The islands, bays and pools date back to a huge landslide that happend sometime in the Bronze Age. Part of the Zugspitze rushed into the lake, the scar is the V-shaped “Bayrisches Schneekar”, seen from Lake Eibsee on the left below the main peak. The landslide mass literally slithered through the lake and surfed up the smaller mountain on the opposite side.
Later I take the cable car up, but then get stuck in clouds again. The view of the “glacier” is still clear, but not very nice with all the ski facilities.
Shortly before sunrise it clears again. I am standing at Lake Gerold: in the foreground some haystacks, behind the lake the Karwendel glows red. The next morning it pours again and I change my plans once again.

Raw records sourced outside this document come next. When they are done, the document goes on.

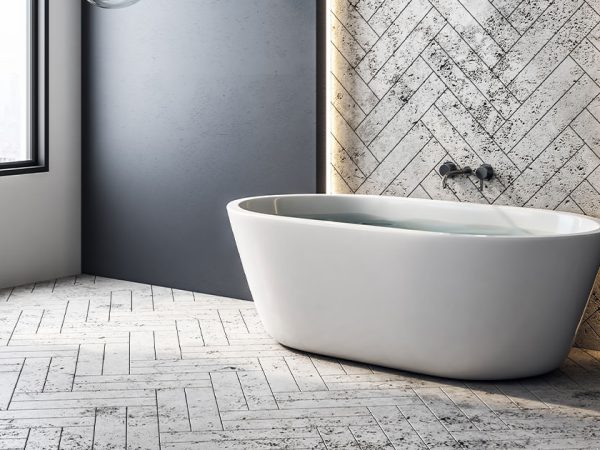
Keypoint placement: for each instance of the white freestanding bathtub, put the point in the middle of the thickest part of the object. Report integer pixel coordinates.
(449, 289)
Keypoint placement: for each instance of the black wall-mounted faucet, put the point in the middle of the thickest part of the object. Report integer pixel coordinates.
(485, 172)
(450, 170)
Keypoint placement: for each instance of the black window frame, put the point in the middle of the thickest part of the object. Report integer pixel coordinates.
(38, 107)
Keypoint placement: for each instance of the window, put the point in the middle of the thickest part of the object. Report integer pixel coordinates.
(23, 86)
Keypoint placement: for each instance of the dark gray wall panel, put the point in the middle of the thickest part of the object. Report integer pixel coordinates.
(189, 104)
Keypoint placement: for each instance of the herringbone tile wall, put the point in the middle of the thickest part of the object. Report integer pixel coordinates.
(513, 83)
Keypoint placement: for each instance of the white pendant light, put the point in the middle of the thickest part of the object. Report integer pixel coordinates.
(112, 4)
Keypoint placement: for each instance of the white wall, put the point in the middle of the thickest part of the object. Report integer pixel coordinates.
(40, 214)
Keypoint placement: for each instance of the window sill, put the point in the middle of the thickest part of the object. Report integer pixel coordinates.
(22, 169)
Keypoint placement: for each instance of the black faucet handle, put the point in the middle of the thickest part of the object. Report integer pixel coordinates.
(447, 167)
(485, 172)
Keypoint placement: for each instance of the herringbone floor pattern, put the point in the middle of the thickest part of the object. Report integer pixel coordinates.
(90, 362)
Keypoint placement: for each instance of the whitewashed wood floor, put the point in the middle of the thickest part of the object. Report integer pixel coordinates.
(89, 362)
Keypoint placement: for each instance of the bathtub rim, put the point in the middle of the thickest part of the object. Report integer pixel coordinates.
(234, 206)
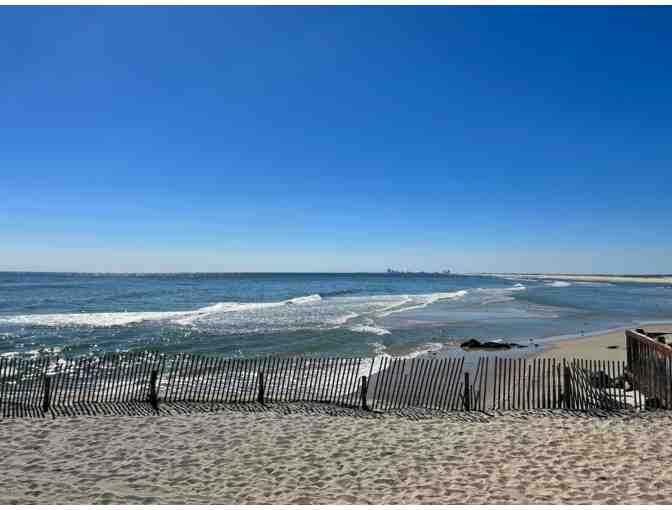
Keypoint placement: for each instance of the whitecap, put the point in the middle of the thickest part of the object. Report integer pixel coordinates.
(558, 283)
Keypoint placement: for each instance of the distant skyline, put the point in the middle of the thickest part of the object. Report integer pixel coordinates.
(336, 139)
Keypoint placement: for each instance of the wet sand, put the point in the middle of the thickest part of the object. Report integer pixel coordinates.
(236, 458)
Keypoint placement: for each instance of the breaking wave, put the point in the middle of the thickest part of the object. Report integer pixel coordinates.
(558, 284)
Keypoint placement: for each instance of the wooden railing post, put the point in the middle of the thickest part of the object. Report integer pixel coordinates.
(467, 392)
(365, 390)
(260, 378)
(153, 392)
(46, 400)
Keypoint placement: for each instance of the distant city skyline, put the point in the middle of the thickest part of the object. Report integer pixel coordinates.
(248, 139)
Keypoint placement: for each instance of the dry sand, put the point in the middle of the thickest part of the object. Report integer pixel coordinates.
(262, 458)
(596, 347)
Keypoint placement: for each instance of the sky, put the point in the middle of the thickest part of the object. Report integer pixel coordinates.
(336, 139)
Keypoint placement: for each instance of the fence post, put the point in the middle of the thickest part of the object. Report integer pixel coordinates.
(567, 385)
(260, 396)
(46, 401)
(153, 393)
(365, 390)
(467, 392)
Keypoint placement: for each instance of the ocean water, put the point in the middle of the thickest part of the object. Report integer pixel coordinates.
(316, 314)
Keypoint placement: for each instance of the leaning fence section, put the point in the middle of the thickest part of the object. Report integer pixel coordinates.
(33, 387)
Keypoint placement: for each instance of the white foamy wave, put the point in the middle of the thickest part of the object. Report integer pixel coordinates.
(364, 328)
(109, 319)
(338, 321)
(421, 301)
(303, 300)
(559, 284)
(425, 349)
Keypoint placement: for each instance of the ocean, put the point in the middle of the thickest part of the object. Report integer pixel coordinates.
(247, 315)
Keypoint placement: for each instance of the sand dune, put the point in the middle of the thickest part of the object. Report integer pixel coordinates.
(263, 458)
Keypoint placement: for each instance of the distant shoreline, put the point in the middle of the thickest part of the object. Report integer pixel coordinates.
(605, 345)
(662, 278)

Zillertal and Zittauer Hütte
As a substitute for the still unreachable Kürsingerhütte, I want to go to the Zittauer Hütte, which is located in the far west of the Hohe Tauern. While I’m driving up the Zillertal, the weather is suddenly good again and I spontaneously squeeze in a little hike: From Mayrhofen up with the Ahornbahn and via Edelhütte to the Ahornspitze (2973 m). However, the higher mountains are still in the clouds.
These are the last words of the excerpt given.